Methods: (123)I-MIBG SPECT was performed for 42 patients with definite ARVC (10 women, 32 men; mean age ± SD, 43 ± 14 y). Images were acquired at 4 h after injection and analyzed for regional (123)I-MIBG uptake in a standardized 33-segment polar map. Results were compared with those obtained from 10 control subjects (5 women, 5 men; mean age ± SD, 43 ± 12 y).
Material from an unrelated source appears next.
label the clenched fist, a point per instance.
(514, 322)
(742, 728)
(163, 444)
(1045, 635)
Results: An abnormal tracer uptake was detected in 25 patients with ARVC (59%). The extents of right ventricular dilation and regional wall motion abnormalities as well as electrocardiographic markers of de- or repolarization were not significantly different between patients with normal and abnormal (123)I-MIBG SPECT findings. However, during long-term follow-up of 11.9 ± 4.1 y, patients with abnormal (123)I-MIBG SPECT findings experienced life-threatening ventricular tachyarrhythmias significantly more often (22/25 patients [88%]) and independent of the extent of right ventricular dysfunction than those with a normal sympathetic innervation (6/17 patients [35%]; P < 0.0005). Mutations in PKP-2 were identified in 17 patients (40%) but were not correlated with the degree of adrenergic dysfunction.
Conclusion: In patients with ARVC, an impairment of adrenergic innervation independent of the underlying genotype is associated with a higher incidence for future recurrences of ventricular tachyarrhythmias. This finding may suggest a potential role of (123)I-MIBG SPECT for individualized risk stratification in ARVC patients and asymptomatic PKP-2 mutation carriers alike.